Giuseppe Di Federico è uno dei massimi esperti di Ordinamento giudiziario, materia che ha insegnato per tanti anni ( è professore emerito) nell’Università di Bologna. L’accademico è stato anche componente del Consiglio superiore della magistratura.

Professor Di Federico, il Parlamento in seduta comune si accinge ad eleggere i dieci laici del Csm. Quali sono le aspettative?

In base alle riforme Cartabia, poiché si promuovono le autocandidature delle persone che vogliono andare al Consiglio superiore come membri laici, si dovrebbe fare una scelta più trasparente e si dovrebbe premiare una scelta di merito. A me sembra che questo non sia proprio nell’ordine naturale delle cose. Credo che i partiti seguiteranno a dominare. Si dibatte, infatti, su quanti dovrebbero andare per conto dei vari gruppi parlamentari e nient’altro. Non si parla delle qualificazioni delle persone che si sono autocandidate.

Lei, quindi, teme che il merito degli autocandidati non sarà davvero preso in considerazione dal Parlamento?

Partiamo dai nomi di coloro che hanno presentato la loro autocandidatura. L’avvocato Gaetano Pecorella, per esempio, ha un profilo molto adeguato. È difficile immaginare una persona che abbia più qualifiche di lui, perché è stato per quattro legislature membro del Parlamento e della Commissione Giustizia, della quale è stato anche presidente. Gli scritti di Pecorella, come professore universitario, sono tutti in materia di giustizia. È stato, come avvocato, presidente dell’Unione Camere penali per due volte. Sono evidenti gli elementi di eccellenza della sua carriera professionale.

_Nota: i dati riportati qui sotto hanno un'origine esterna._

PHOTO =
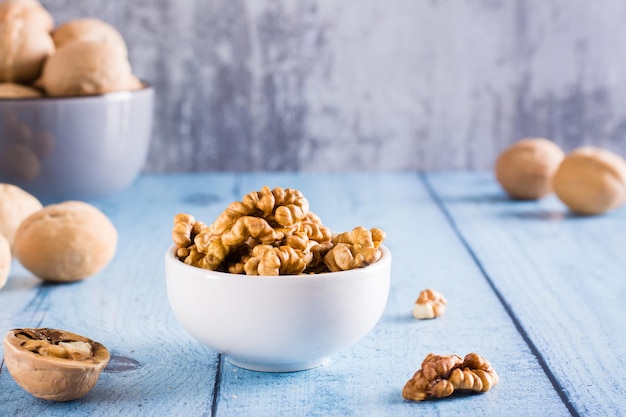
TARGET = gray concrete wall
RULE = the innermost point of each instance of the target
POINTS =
(370, 84)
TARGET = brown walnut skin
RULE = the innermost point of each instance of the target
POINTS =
(525, 170)
(52, 378)
(591, 181)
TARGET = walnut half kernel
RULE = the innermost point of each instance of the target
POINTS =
(54, 364)
(429, 304)
(440, 376)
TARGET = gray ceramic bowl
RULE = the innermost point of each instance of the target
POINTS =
(75, 147)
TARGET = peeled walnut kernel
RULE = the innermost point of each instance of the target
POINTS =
(272, 232)
(54, 364)
(440, 376)
(591, 181)
(355, 249)
(429, 304)
(526, 168)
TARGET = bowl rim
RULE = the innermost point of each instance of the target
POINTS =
(146, 87)
(208, 274)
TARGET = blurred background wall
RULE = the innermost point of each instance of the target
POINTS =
(334, 85)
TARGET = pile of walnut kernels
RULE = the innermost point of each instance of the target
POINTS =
(272, 232)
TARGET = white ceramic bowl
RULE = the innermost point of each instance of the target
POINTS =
(277, 324)
(73, 148)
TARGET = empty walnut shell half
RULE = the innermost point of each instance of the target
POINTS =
(54, 364)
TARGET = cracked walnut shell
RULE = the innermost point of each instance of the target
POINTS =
(54, 364)
(440, 376)
(429, 304)
(591, 181)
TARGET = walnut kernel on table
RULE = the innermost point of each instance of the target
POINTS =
(440, 376)
(272, 232)
(429, 304)
(54, 364)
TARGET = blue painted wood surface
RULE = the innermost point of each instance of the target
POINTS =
(537, 292)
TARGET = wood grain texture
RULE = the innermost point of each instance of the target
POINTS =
(367, 379)
(561, 275)
(328, 85)
(160, 370)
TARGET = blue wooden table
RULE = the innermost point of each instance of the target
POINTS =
(538, 292)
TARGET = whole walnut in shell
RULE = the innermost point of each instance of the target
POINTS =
(65, 242)
(591, 181)
(525, 169)
(86, 68)
(23, 50)
(90, 30)
(54, 364)
(13, 90)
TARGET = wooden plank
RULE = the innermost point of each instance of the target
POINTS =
(367, 379)
(157, 368)
(562, 277)
(125, 308)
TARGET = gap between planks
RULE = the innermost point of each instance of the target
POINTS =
(507, 307)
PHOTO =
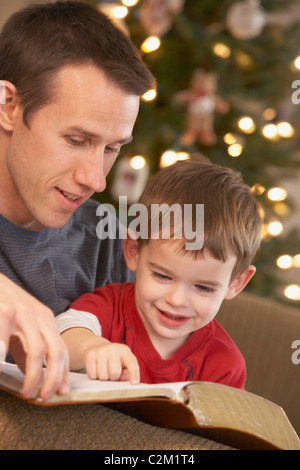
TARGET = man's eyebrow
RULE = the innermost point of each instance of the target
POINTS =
(93, 135)
(159, 268)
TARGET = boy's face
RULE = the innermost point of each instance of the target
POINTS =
(177, 294)
(56, 164)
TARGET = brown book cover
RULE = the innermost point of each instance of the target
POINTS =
(218, 412)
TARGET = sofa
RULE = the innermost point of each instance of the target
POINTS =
(264, 330)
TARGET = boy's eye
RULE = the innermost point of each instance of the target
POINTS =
(75, 140)
(205, 289)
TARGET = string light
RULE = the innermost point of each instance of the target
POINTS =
(270, 131)
(230, 138)
(222, 50)
(119, 11)
(150, 44)
(269, 114)
(169, 157)
(246, 124)
(274, 228)
(182, 156)
(292, 292)
(296, 261)
(258, 189)
(149, 95)
(277, 194)
(296, 63)
(137, 162)
(235, 150)
(130, 3)
(284, 262)
(285, 130)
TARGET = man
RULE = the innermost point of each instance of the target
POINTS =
(70, 88)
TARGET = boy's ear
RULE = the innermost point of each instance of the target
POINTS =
(130, 250)
(8, 105)
(240, 282)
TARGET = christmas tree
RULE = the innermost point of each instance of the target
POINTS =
(225, 72)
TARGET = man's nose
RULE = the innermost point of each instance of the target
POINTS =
(177, 296)
(90, 173)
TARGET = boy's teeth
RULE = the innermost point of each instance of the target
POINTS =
(70, 196)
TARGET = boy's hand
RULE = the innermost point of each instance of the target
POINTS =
(112, 361)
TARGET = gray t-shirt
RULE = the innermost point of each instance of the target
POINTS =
(58, 265)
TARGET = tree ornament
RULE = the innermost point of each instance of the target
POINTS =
(157, 15)
(129, 179)
(202, 103)
(245, 20)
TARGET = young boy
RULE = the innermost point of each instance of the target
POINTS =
(162, 328)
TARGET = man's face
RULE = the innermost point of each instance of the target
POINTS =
(177, 294)
(64, 156)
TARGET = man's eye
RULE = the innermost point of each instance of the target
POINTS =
(75, 141)
(115, 150)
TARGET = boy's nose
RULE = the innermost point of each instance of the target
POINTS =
(177, 296)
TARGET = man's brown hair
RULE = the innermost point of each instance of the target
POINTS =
(38, 41)
(232, 221)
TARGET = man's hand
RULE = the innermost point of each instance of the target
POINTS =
(28, 328)
(112, 361)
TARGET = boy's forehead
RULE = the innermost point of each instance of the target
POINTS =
(176, 248)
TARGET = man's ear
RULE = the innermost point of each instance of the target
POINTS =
(240, 282)
(130, 250)
(8, 105)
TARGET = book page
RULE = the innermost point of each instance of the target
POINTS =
(84, 389)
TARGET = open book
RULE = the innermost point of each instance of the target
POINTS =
(233, 417)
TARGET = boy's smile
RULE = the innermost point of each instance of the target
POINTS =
(177, 294)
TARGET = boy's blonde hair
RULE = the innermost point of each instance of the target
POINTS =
(232, 222)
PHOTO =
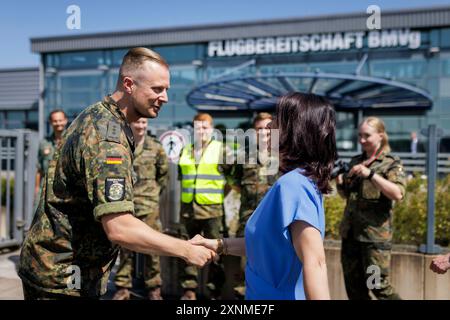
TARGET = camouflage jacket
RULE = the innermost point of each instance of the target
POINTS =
(45, 153)
(151, 168)
(368, 213)
(89, 177)
(253, 181)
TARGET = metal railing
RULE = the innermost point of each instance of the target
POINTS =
(412, 162)
(18, 158)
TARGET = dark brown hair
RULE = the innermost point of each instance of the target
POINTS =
(56, 111)
(307, 124)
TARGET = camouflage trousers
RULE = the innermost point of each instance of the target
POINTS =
(152, 272)
(188, 275)
(32, 293)
(366, 267)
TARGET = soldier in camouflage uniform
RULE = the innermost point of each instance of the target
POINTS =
(58, 121)
(151, 169)
(86, 208)
(205, 219)
(252, 180)
(376, 179)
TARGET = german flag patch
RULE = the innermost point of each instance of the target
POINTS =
(113, 160)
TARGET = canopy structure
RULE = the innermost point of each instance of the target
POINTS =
(347, 92)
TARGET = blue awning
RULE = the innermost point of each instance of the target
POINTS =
(347, 92)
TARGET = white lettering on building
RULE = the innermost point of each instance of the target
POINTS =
(315, 43)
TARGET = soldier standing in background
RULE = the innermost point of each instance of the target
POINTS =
(203, 174)
(58, 121)
(376, 179)
(252, 182)
(151, 168)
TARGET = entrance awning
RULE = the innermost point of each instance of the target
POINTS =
(347, 92)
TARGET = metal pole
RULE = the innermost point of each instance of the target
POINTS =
(360, 116)
(18, 187)
(431, 169)
(41, 98)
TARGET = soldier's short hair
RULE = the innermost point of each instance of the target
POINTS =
(135, 58)
(203, 117)
(56, 111)
(262, 116)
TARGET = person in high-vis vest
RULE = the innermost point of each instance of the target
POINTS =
(204, 174)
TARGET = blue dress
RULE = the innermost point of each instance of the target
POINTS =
(273, 270)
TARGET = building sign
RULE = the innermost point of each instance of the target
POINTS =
(315, 42)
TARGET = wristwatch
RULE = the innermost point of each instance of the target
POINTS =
(219, 250)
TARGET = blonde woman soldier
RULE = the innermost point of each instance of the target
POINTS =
(375, 181)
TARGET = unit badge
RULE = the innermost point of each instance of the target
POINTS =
(115, 189)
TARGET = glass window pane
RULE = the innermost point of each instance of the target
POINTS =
(81, 59)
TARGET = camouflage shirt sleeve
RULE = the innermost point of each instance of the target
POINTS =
(109, 168)
(396, 174)
(162, 166)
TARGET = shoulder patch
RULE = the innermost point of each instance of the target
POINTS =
(113, 132)
(115, 189)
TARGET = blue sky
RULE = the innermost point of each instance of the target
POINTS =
(20, 20)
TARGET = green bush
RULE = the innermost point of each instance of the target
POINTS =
(410, 215)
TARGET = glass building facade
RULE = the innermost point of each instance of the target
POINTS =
(74, 80)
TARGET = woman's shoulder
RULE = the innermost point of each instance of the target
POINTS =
(294, 180)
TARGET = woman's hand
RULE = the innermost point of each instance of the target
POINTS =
(211, 244)
(359, 170)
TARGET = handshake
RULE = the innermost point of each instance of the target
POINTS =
(441, 264)
(202, 251)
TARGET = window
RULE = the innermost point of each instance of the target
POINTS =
(81, 59)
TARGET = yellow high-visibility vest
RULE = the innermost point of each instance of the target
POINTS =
(204, 180)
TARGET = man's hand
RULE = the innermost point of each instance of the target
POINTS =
(359, 170)
(440, 264)
(211, 244)
(199, 256)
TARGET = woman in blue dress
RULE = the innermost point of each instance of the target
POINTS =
(284, 236)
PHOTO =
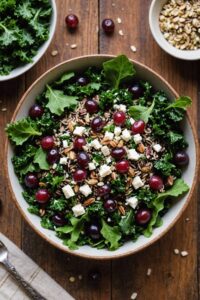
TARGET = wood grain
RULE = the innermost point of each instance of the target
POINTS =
(173, 277)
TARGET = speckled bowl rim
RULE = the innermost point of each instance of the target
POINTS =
(65, 248)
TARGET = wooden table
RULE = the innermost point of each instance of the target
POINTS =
(173, 277)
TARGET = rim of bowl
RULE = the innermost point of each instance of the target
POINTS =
(163, 43)
(40, 52)
(65, 248)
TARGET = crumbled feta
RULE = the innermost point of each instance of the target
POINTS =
(122, 107)
(79, 130)
(157, 147)
(65, 144)
(137, 138)
(132, 121)
(105, 171)
(91, 166)
(137, 182)
(116, 106)
(54, 166)
(117, 131)
(63, 160)
(86, 147)
(126, 135)
(78, 210)
(132, 201)
(68, 191)
(85, 190)
(105, 150)
(108, 160)
(108, 135)
(133, 154)
(95, 144)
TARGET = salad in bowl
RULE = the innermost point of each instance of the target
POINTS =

Ho visto le liste dei candidati. Non mi sembra che nessuno abbia quelle qualifiche. E comunque, anche se ce ne fossero, è difficile che ci siano dieci candidati più qualificati dell’avvocato Pecorella. Temo, però, che ciò non possa bastare. Ci troviamo di fronte ad una specie di cartina di tornasole per verificare l’adeguatezza della previsione innovativa della riforma Cartabia, che per sottolineare il merito ha promosso solo la presentazione delle autocandidature.

Una volta che ci saranno tutti i componenti del Consiglio superiore della magistratura si presenterà la questione rilevante della vicepresidenza. Il profilo del vicepresidente del Csm sarà ancora una volta quello di una persona che tenderà a non irritare il potere?

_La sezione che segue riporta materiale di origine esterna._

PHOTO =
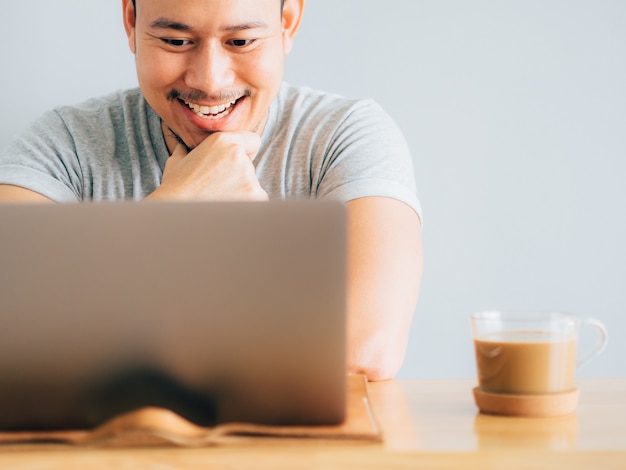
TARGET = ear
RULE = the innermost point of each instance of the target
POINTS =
(129, 23)
(292, 15)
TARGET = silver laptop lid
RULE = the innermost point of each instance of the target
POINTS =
(218, 311)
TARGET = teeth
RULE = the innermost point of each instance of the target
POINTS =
(210, 111)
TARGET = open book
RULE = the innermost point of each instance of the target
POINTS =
(157, 426)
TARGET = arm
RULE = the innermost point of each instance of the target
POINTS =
(10, 193)
(384, 274)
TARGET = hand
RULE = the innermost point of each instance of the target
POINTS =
(220, 168)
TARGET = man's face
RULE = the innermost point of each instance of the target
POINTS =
(208, 65)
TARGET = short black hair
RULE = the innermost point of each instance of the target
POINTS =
(282, 3)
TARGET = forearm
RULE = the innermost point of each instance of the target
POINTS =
(384, 275)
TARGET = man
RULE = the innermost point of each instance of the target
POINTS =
(213, 120)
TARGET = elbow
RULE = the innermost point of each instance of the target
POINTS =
(376, 363)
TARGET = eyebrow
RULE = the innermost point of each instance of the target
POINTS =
(164, 23)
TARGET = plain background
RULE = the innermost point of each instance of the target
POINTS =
(515, 112)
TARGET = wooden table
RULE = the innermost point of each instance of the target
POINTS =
(428, 424)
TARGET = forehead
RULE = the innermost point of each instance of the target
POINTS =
(203, 10)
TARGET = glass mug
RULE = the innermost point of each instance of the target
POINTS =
(530, 352)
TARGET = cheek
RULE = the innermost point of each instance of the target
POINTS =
(157, 70)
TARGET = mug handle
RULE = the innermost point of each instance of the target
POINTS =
(599, 346)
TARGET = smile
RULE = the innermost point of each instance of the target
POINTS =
(212, 112)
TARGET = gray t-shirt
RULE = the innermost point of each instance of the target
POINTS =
(314, 145)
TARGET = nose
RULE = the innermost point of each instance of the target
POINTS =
(210, 69)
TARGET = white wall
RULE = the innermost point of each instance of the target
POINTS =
(515, 111)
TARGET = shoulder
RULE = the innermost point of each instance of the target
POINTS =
(310, 102)
(120, 102)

Noi abbiamo una tradizione ben precisa. Fino agli anni Novanta del secolo scorso, i presidenti di prima nomina, non dei sostituti in corso d’opera, sono stati sempre tutti democristiani. Il centrosinistra è subentrato in maniera molto chiara nel 1996, quando Carlo Federico Grosso ha sostituito Piero Alberto Capotosti, nominato giudice della Corte Costituzionale. Da allora sono stati tutti di centrosinistra, di area cattolica o ex comunista. Questa volta la destra vorrebbe che ci fosse un suo rappresentante. È difficile, però, che ciò possa avvenire.

I componenti magistrati hanno in Consiglio la maggioranza dei due terzi e questo esclude che i dieci componenti laici, anche se fossero tutti concordi, possano avere un ruolo determinante per quella nomina, o per qualsiasi altra decisione del Consiglio. Quando si affrontano questioni di interesse comune, quando si tratta di interessi corporativi o di propri poteri, la magistratura è graniticamente unita. Il ministro della Giustizia, Carlo Nordio, certamente verrà consultato per le preferenze del centrodestra. Ma al tempo stesso credo che questa coalizione non potrà avere per i magistrati un grande appeal. Ecco perché, a mio avviso, il desiderio da parte del centrodestra di avere il vicepresidente del Csm non avrà un grande futuro. Si pone però un problema.

Quale?

C’è una norma, l’articolo 67, del Regolamento interno al Csm, il quale prevede che per essere valide le votazioni del Consiglio devono essere presenti almeno cinque componenti laici. Di sicuro il centrodestra ne avrà più di cinque e potrebbe usare il ricatto nel far venir meno il numero legale e impedire l’elezione del vicepresidente. Tale elezione avviene sempre nella prima seduta che si tiene al Quirinale. Tutto questo rende politicamente molto difficile che si possa utilizzare il ricatto del numero legale. In passato, per l’elezione del vicepresidente, quando veniva scelto sempre un democristiano, si chiedeva di far presentare un programma. Cossiga non lo permise anche perché un vicepresidente eletto su un programma sminuisce gli eventuali poteri che vuole esercitare il presidente della Repubblica come presidente del Csm.